Anger tells us there is a problem. That problem might be a bear that is about to attack us. Or a bear that just ate all our food on our camping trip. Or the problem could be that we are stuck in an unhealthy relationship. Or it could be that every time we have to work with a particular co-worker, we bite our tongue and grin and bear it. We aren't angry; we would just prefer to work with someone else.       

If we can't identify that we are angry, we can't ask why we are angry? And if we don't know why we are angry, we can't fix the root cause.

Anger is telling us there is a problem that needs to be solved. So what is anger? Anger is the symptom of a problem.      

When we bottle up our emotions and cut off from them to the point that we can't feel or name them, we are leaving ourselves at a severe disadvantage. We cannot resolve the problem because we don't even know what the real problem is.       

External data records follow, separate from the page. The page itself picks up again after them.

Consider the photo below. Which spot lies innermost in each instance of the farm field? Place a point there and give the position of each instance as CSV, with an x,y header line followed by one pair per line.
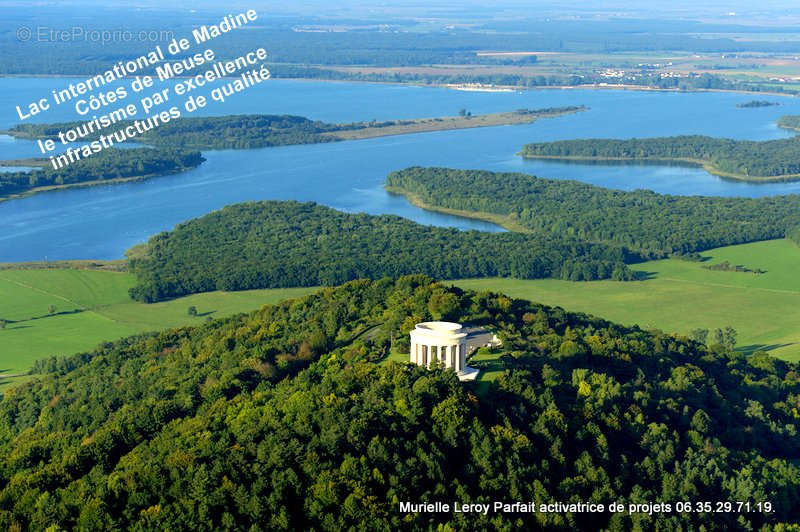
x,y
680,296
93,306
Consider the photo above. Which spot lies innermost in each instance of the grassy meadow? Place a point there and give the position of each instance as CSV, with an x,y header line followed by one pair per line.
x,y
679,296
92,307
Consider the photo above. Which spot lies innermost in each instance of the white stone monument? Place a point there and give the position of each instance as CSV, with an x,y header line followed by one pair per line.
x,y
441,343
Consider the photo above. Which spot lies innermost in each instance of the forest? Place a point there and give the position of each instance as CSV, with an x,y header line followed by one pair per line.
x,y
649,224
248,131
111,163
747,158
791,122
273,244
281,419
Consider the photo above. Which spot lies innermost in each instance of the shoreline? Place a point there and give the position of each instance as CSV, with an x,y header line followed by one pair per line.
x,y
497,219
495,88
705,165
86,184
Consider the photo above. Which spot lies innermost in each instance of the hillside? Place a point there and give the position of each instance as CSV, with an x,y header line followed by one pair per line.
x,y
273,244
280,419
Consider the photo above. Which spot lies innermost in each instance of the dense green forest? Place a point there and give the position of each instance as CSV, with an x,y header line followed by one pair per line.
x,y
272,244
653,225
110,163
789,122
772,158
282,420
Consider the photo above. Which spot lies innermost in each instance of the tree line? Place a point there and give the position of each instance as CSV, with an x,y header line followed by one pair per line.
x,y
771,158
649,224
281,419
273,244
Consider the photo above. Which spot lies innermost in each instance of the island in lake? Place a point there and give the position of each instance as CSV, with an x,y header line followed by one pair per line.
x,y
756,103
178,142
745,160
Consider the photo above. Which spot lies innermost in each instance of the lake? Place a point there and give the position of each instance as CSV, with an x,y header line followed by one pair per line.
x,y
102,222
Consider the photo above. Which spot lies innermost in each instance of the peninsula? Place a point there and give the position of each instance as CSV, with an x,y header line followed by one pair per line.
x,y
743,160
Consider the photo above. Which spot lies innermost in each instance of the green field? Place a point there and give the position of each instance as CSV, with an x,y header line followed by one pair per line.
x,y
93,306
680,296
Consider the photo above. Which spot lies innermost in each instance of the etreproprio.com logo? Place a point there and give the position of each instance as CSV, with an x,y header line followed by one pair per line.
x,y
90,35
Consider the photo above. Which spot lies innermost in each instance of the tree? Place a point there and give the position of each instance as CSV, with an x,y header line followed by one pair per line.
x,y
699,335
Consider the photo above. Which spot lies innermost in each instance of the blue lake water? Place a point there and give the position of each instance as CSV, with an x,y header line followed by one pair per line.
x,y
102,222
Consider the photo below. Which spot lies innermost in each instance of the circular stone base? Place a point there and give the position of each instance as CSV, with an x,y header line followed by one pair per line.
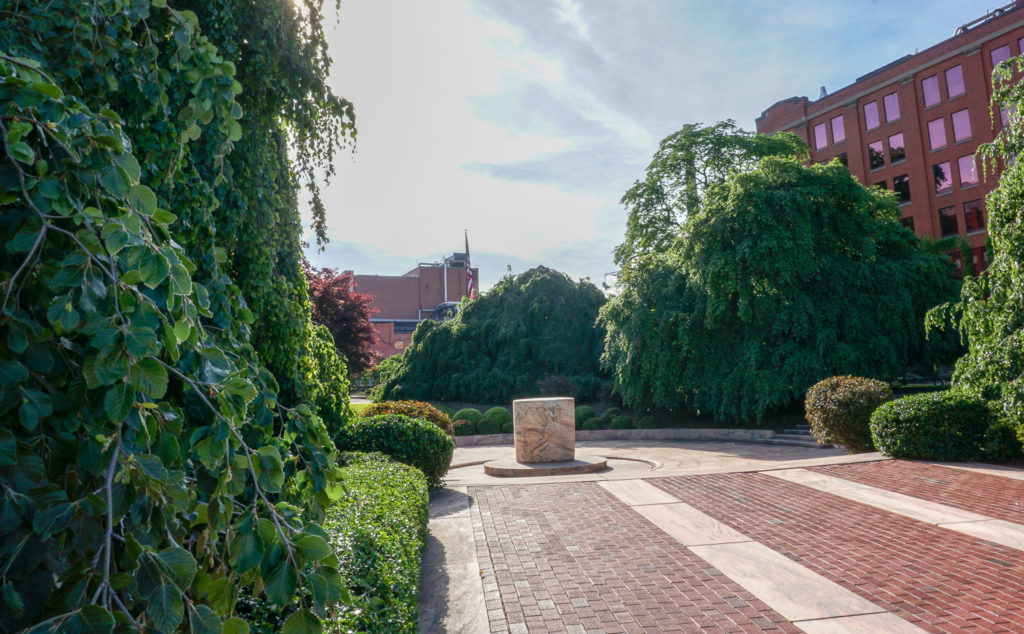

Anger can be a map that we follow back to where the problem started. When emotions like anger are accepted and felt, we get the opportunity to live our life, experience life, learn, and grow. Best of all, we can move past the limiting beliefs that keep up stuck and live an empowered life.    

Questions to Ask Yourself

What problems do you think your anger wants you to solve?

Remember, you can only solve a problem that is yours to solve.       

Example: If your co-worker constantly slacks off, and doesn't do their share and then claims credit, your anger may say the problem is the co-worker. But you can't fix your co-worker. What you can do is stand up for yourself at work, tell your co-worker how their behaviour affects you, or quit your job and find a better one.       

What limiting beliefs hold you back from living your best life?